La guerre d’indépendance contre la Serbie a commencé en 1998, lorsque l’Armée de libération du Kosovo (UCK), un groupe rebelle, a mené une lutte pour l’indépendance et que la Serbie a riposté par une répression brutale. La guerre a pris fin après 78 jours de bombardements de l’OTAN sur la Serbie en 1999, qui ont finalement contraint cette dernière à retirer ses troupes du territoire.

Lundi, la police kosovare a arrêté deux Serbes du Kosovo dans le cadre de l’affaire liée au site de Kalluder, soupçonnés de crimes de guerre contre la population civile.

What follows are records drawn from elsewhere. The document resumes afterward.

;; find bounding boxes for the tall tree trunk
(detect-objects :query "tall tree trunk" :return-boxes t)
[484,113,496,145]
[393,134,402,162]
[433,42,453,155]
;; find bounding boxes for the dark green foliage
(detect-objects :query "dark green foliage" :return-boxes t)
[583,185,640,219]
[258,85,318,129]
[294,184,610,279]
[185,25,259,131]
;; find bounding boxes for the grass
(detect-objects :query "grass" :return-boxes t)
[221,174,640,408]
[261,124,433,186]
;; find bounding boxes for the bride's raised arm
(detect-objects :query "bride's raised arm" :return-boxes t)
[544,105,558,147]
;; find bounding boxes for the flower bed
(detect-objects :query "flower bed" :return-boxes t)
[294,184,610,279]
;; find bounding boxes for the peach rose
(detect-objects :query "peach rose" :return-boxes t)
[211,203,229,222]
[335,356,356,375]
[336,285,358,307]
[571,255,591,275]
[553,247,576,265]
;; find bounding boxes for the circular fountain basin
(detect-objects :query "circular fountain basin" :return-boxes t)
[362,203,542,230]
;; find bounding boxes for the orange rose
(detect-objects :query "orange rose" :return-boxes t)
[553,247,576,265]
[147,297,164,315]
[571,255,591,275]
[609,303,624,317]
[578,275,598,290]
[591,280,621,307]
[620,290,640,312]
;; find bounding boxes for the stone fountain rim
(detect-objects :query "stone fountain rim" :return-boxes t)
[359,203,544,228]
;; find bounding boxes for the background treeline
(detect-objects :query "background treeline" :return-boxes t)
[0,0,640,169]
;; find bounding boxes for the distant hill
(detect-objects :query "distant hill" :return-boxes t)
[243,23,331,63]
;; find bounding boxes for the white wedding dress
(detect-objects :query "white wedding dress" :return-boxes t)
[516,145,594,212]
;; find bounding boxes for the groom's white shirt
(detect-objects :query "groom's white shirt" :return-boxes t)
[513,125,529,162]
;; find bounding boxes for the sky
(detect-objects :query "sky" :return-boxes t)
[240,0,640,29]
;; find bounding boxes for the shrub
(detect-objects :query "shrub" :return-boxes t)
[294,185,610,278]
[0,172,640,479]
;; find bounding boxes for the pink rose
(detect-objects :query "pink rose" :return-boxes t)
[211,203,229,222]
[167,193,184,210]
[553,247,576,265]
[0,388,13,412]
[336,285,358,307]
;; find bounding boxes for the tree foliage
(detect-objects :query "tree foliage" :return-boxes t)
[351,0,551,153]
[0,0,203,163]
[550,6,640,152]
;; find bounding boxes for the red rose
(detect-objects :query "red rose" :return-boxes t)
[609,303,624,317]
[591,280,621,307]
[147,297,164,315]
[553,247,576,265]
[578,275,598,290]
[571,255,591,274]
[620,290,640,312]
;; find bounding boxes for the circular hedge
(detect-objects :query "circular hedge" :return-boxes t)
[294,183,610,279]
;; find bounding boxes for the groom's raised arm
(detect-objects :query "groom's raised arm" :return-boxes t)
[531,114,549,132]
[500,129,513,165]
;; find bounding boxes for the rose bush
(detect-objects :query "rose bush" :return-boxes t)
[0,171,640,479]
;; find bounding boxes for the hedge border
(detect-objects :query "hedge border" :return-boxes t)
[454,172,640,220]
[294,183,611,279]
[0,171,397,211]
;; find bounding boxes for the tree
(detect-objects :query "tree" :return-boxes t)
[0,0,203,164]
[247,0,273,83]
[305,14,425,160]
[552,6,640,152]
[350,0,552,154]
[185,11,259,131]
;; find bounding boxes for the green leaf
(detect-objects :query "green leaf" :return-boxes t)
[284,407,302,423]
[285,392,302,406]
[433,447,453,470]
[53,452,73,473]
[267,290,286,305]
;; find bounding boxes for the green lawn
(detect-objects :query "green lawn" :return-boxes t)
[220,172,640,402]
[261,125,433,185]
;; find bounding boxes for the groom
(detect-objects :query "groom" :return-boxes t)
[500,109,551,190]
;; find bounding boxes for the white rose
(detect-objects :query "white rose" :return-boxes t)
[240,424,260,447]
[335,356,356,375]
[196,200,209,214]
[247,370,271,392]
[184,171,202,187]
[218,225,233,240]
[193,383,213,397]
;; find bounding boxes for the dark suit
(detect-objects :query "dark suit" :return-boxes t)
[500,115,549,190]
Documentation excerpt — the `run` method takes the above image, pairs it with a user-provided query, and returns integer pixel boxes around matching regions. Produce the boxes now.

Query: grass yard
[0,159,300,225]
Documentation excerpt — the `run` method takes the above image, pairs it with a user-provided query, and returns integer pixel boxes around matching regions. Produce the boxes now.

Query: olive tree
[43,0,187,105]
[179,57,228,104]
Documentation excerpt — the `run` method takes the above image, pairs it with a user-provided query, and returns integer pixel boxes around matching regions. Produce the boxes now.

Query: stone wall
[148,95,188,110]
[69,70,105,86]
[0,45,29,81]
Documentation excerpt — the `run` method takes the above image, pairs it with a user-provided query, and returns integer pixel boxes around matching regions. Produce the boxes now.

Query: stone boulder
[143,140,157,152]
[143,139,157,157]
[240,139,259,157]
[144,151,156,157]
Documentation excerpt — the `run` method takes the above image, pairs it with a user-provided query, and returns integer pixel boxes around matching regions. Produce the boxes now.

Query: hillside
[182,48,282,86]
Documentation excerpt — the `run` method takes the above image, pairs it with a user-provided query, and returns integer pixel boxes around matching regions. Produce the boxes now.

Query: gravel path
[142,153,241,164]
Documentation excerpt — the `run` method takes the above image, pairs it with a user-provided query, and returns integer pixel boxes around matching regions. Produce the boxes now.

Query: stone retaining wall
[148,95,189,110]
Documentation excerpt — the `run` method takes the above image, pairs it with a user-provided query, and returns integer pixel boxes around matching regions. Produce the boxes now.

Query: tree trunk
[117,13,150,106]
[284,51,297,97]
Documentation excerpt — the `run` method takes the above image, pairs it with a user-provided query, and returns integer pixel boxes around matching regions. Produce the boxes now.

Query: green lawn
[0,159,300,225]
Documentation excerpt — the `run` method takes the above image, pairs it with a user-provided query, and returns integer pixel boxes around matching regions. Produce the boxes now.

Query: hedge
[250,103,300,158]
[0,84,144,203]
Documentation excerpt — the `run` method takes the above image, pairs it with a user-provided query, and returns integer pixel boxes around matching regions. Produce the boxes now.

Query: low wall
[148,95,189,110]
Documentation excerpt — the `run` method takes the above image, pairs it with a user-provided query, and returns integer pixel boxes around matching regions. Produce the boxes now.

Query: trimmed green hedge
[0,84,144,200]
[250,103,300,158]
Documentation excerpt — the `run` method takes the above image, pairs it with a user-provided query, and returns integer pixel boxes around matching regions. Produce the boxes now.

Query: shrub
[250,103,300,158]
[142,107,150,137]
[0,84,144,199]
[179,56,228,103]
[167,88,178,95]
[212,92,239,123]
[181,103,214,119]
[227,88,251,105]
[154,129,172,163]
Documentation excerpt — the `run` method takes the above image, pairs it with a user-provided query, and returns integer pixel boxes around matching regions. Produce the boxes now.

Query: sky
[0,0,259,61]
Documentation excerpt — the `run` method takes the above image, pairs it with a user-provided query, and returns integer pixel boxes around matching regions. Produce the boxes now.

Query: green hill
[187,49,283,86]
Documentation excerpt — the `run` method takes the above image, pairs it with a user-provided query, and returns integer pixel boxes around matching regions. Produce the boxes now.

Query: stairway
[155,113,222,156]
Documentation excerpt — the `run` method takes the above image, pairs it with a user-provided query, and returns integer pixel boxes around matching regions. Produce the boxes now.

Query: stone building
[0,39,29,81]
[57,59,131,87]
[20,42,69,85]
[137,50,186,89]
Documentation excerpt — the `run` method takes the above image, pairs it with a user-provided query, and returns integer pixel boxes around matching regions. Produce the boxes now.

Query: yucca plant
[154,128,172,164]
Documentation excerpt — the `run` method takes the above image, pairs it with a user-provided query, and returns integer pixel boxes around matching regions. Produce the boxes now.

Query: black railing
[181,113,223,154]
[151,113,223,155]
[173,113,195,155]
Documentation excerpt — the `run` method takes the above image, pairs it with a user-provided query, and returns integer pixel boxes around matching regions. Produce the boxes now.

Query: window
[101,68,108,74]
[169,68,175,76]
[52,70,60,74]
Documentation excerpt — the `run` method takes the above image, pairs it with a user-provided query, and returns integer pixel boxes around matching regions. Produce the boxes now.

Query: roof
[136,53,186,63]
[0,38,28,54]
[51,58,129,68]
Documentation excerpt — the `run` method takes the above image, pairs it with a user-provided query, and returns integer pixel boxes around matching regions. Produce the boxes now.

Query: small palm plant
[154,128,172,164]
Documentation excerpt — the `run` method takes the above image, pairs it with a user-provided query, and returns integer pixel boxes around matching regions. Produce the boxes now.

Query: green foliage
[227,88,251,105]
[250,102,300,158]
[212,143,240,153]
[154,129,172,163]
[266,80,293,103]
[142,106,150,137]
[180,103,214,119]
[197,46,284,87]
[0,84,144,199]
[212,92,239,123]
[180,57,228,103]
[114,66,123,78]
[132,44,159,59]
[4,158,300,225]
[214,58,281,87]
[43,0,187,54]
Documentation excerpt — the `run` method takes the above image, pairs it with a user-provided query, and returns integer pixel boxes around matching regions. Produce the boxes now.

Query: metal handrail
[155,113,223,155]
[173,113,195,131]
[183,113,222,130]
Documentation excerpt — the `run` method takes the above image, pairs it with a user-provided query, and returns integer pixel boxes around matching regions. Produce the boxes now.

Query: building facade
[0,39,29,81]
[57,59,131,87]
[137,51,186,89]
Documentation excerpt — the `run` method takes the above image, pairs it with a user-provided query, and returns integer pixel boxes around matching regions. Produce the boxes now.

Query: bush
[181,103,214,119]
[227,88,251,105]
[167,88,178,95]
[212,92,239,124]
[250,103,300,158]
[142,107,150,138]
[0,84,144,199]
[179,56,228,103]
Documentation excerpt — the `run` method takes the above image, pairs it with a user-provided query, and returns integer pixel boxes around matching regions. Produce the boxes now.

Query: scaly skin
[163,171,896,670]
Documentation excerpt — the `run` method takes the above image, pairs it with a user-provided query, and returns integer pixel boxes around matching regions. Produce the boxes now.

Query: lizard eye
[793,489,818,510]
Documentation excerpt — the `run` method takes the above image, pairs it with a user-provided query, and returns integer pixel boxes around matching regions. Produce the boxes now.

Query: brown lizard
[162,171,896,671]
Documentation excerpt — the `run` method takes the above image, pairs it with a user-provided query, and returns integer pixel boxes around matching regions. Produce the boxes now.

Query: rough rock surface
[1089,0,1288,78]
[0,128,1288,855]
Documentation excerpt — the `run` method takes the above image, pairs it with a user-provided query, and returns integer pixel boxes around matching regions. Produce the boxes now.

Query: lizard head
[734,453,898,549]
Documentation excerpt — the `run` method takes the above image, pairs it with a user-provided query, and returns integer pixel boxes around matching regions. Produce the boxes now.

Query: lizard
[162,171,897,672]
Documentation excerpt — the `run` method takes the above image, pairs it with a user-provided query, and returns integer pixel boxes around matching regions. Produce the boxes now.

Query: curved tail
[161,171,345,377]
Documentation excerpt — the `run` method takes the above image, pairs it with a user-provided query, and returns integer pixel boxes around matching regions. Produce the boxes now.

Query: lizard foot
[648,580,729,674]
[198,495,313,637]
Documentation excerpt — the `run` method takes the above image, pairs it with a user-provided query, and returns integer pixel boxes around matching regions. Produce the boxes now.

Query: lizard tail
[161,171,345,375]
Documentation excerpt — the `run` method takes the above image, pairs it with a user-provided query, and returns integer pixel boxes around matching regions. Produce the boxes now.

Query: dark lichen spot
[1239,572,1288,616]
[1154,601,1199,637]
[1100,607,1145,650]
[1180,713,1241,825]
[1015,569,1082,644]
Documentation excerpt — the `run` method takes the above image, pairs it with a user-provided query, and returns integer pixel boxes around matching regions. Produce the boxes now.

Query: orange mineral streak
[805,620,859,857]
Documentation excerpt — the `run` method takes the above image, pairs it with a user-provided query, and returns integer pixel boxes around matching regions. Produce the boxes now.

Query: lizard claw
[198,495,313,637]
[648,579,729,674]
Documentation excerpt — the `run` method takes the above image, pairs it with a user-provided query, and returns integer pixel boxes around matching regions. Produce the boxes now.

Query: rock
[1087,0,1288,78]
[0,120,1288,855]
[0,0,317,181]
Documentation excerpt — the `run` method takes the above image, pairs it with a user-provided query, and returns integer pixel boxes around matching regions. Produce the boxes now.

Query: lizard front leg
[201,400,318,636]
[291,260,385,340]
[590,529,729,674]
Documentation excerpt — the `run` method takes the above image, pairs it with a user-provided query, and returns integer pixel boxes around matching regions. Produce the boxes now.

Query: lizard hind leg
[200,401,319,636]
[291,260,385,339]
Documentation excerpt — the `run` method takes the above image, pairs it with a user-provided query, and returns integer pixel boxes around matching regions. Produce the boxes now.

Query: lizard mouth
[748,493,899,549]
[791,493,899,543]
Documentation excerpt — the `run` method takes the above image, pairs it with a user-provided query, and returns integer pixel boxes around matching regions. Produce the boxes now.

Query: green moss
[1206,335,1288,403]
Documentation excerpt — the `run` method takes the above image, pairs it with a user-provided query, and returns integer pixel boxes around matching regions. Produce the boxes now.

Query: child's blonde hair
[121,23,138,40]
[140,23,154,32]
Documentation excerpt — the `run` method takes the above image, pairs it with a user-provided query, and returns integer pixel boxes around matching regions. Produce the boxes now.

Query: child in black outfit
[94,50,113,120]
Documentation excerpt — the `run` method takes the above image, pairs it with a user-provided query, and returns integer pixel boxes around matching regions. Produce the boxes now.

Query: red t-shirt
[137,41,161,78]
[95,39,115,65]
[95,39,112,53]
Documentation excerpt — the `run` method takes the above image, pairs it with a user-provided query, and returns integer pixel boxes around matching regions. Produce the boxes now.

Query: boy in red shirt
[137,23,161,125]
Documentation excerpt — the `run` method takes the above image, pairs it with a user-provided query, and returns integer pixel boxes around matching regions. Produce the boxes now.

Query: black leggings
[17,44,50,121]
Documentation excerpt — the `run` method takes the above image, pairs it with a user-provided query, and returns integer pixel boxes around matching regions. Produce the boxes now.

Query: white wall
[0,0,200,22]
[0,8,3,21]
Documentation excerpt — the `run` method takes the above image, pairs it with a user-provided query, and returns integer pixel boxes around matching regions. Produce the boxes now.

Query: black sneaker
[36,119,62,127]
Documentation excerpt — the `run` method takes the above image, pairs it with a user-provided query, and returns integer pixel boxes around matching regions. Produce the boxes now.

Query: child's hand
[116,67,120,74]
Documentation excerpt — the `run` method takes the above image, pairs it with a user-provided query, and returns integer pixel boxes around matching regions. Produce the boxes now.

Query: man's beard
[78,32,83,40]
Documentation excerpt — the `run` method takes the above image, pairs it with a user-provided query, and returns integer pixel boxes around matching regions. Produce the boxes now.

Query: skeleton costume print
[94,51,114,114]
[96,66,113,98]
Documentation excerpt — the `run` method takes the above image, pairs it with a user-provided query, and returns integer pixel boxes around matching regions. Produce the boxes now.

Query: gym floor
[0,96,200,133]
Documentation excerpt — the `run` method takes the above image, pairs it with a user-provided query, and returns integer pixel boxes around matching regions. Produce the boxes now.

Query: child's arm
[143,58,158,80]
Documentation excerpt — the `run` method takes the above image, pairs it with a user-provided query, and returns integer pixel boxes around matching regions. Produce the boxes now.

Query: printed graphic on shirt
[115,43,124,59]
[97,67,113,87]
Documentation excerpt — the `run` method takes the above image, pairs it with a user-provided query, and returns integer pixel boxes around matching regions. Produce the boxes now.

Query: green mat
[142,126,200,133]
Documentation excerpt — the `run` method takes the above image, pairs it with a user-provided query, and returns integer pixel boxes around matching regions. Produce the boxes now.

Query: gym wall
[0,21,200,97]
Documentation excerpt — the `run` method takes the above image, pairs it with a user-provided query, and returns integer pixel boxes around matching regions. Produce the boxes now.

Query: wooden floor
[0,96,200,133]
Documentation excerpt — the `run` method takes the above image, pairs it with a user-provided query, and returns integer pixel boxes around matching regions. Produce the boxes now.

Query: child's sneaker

Ditor Haliti, membre de l’équipe médico-légale, a déclaré que les premières analyses avaient confirmé que les restes étaient «d’origine humaine et présentaient un intérêt médico-légal».

Le premier ministre Albin Kurti a affirmé mercredi que les autorités devaient déterminer avec précision la nature de ce qui avait été découvert.

«Notre premier soupçon, après avoir appris que des restes humains avaient été découverts, a naturellement été qu’ils pourraient appartenir au groupe de 23 intellectuels qui ont été enlevés et ont fait l’objet d’une disparition forcée le 19 avril 1999 à Mitrovica», a souligné M. Kurti lors de la présentation d’un rapport sur les victimes de la guerre.

Selon les organisations de défense des droits de la personne, environ 1600 personnes ont disparu pendant la guerre et sont toujours portées disparues.

Le ministre de l’Intérieur, Xhelal Svecla, a affirmé mardi que le Kosovo «ne se reposerait pas» tant que le sort de la dernière personne disparue n’aura pas été élucidé et que tous les auteurs de crimes de guerre n’auront pas été traduits en justice.

M. Svecla a également accusé la Serbie de manquer de coopération.

«Non seulement ils refusent de coopérer pour faire la lumière sur le sort des personnes disparues, mais, pire encore, ils entravent et sabotent le travail des institutions du Kosovo, tant en Serbie qu’au Kosovo», a déploré le ministre.